Si sa musique s’enrichit de rythmes, d’influences exogènes, ses fondations et ses racines sont en Afrique au Cameroun, en pays bassa. Il prouve que l’on peut demeurer authentique et toucher des personnes pour qui sa langue maternelle est étrangère.

Il a trouvé le moyen de nous inviter à communier avec lui en présentant simplement les thématiques de ses chansons.

Dans une de ses chansons, il parle de la bénédiction des pères au fils qui s’en va. Explorez son univers, vous découvrirez une Afrique généreuse, ouverte sur l’autre. Une Afrique qui demeure digne par- delà les vicissitudes de l’existence. C’est le regard qu’il pose sur sa terre et ses racines qui les montrent belles.

Nous avons aussi eu droit à des invités qui sont venus rejoindre le chanteur sur scène. Je n’ai malheureusement pas retenu les noms de tout le monde mais je sais que le passage de Hilaire Penda a été un beau moment. Ce bassiste qui est en plus un promoteur généreux des artistes mérite une large audience à la mesure de son talent. C’est beau de voir les générations collaborer dans le respect comme ils le font.

Blick Bassy est accompagné par d’excellents musiciens et le percussionniste et le batteur nous offriront un duo éblouissant. Le guitariste et le batteur ont appris à maîtriser les fondamentaux de l’assiko. C’est impressionnant. Le chanteur d’un regard ou d’un sourire lancé à ses musiciens dit une jolie complicité.

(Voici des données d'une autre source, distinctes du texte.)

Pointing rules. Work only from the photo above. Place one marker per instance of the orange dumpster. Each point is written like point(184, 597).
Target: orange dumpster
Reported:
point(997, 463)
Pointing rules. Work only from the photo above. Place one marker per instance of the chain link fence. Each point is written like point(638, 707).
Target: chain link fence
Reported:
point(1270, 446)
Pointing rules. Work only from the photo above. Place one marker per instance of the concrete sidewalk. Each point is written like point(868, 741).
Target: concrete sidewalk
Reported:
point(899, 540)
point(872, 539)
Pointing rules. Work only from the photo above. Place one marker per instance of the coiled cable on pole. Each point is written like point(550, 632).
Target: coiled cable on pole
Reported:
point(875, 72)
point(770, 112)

Il y a eu de bien jolis moments et la voix de Blick Bassy et le voile posé dessus sont si émouvants.

Ce soir là au New Morning, il n’a pas seulement chanté pour nous, il était au milieu de nous et chantait pour et avec nous. Il semblait heureux d’être là, nous l’étions aussi.

A la fin du spectacle, ses traits fatigués disent l’énergie qu’il faut dépenser pour un tour de chant abouti. Pourtant l’homme est souriant et disponible, échangeant un mot ici et là. Se livrant aux séances de dédicaces et à celles improvisées de photos avec des admirateurs avides de graver l’instant.

Merci à lui de nous avoir offert une belle soirée et un final très camerounais et très festif. Le public s’est levé pour danser. Enfin. Quelle soirée !!!!